For owners of limited liability companies (“LLCs”) and partners in partnerships, life in a tax audit will soon change as a result of legislation that was passed at the end of 2015, specifically, Section 1101 of P.L. 114-74.

H.R.1314 – Bipartisan Budget Act of 2015

This new legislation repealed the existing partnership audit procedures under “TEFRA,” which stands for the 1982 Tax Equity and Fiscal Responsibility Act.  While the new audit procedures generally begin to apply to partnership tax years beginning after 2017, now is nevertheless the time for businesses taxed as partnerships, including most LLCs, and their owners to understand how they will be affected as a result of the new partnership tax audit procedures coming into effect.

Economic Impact of New Partnership Tax Audit Procedures

Under both TEFRA and the new partnership tax audit procedures, the IRS audits the partnership and requires partnership level resolution of all items of partnership income, deduction, gain, loss, or credit.

However, a critical difference between TEFRA and the new partnership tax audit procedures is the economics of who is responsible for the assessed tax liability.

Under TEFRA, the tax audit adjustments would flow through and be the responsibility of the individual owners during the year under audit review.

Unlike TEFRA, the new partnership tax audit procedures require the partnership itself, rather than the individual partners, to foot the bill in the year of adjustment (regardless of the year under audit review).
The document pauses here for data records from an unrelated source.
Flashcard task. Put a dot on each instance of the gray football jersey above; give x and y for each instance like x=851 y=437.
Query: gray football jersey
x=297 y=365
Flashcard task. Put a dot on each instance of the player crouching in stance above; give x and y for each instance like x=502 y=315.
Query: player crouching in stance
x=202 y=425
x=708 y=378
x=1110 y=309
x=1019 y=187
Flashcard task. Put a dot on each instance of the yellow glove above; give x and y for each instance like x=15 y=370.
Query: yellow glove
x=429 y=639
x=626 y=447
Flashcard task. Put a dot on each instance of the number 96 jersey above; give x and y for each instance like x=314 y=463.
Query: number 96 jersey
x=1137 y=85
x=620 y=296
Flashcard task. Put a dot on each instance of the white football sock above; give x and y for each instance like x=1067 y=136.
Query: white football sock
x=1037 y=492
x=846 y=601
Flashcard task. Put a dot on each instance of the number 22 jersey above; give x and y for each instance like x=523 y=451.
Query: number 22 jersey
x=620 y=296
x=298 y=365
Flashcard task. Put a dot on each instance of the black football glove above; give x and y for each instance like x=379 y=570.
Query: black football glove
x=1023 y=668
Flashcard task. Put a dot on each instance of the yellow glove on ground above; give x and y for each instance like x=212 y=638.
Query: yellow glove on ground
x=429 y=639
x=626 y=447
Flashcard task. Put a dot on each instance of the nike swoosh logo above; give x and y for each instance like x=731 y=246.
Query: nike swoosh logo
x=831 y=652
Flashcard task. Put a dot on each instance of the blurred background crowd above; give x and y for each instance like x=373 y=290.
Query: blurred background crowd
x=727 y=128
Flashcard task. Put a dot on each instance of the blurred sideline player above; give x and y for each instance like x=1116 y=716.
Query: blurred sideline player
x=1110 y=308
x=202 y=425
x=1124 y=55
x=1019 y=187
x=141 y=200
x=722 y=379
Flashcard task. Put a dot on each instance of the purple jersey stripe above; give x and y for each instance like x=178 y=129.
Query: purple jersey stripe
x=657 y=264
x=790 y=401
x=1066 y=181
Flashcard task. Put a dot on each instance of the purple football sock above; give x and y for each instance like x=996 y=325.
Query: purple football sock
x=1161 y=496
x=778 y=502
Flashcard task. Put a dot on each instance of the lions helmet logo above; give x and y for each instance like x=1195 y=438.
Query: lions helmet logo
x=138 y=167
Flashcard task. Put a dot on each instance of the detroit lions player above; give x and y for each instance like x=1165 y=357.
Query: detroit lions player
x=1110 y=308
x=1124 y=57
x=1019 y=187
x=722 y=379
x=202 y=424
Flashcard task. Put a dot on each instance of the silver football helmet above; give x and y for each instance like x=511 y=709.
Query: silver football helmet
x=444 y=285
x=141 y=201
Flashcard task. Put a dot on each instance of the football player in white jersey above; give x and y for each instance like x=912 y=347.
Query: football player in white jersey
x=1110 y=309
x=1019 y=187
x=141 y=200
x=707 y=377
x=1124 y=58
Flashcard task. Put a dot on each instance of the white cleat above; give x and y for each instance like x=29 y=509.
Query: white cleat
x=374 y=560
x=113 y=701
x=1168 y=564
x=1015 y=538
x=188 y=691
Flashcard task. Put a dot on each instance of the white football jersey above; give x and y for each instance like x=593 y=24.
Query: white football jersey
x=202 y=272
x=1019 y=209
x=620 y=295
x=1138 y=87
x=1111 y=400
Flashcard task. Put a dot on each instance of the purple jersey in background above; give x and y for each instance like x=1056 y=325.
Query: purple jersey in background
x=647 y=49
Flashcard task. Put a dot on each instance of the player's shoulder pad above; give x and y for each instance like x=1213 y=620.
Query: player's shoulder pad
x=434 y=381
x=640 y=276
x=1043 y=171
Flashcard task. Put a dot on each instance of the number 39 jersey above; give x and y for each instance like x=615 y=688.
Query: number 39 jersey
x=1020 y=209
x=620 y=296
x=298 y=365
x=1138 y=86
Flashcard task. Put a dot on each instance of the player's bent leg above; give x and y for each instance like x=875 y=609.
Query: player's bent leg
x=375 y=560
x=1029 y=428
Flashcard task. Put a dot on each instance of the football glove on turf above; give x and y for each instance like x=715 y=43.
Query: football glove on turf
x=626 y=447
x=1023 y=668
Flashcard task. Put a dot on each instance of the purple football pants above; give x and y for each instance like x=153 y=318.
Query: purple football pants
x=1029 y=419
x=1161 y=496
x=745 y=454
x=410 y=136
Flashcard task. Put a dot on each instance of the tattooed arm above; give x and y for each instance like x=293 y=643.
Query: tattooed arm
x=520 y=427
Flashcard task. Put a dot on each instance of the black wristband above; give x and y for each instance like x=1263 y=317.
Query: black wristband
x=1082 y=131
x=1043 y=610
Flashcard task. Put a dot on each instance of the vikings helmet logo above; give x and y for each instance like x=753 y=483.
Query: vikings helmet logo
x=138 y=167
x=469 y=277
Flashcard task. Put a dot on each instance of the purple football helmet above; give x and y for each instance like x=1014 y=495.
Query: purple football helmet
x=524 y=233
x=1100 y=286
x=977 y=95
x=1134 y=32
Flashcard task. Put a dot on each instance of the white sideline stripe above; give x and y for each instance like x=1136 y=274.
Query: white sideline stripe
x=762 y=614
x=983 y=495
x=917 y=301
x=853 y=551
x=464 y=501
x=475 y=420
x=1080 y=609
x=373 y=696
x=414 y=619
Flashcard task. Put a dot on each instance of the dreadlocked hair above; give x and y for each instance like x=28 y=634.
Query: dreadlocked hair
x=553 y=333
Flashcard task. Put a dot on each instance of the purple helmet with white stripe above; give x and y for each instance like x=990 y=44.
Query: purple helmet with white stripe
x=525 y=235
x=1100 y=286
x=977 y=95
While at first blush that difference may not appear to be significant, it may make a huge difference economically to an individual who is an owner of the business in the year of the assessment but who was not also an owner of the business in the reviewed year.

Opt-Out May be Possible

Owners of businesses taxed as partnerships should know that there may be opportunities for the business to opt out of the new partnership tax audit procedures.  If the business can and does opt out, tax audits will be conducted under pre-TEFRA rules, such that the IRS will audit partnership return items at the partner level.  This means that owners of businesses that opt out should be in a position to substantiate to the IRS items of income, loss, etc. that flow through to the owners’ tax returns.

Now is the Time to Plan

The bottom line is that big changes in partnership tax audits are on the horizon, making now the time for owners of businesses taxed as partnerships to understand:

  • the new partnership tax audit procedures;
  • circumstances under which opt-out is possible;
  • if opt-out is possible, how should it be accomplished; and
  • if opt-out is not possible, how owners may best protect their interests.

In the coming months, owners of businesses that are taxed as partnerships also likely need to re-negotiate existing agreements so that if and when their businesses are audited by the IRS, the path for navigating that tax audit will be clear and handled pursuant to the terms of the parties’ agreement and understanding.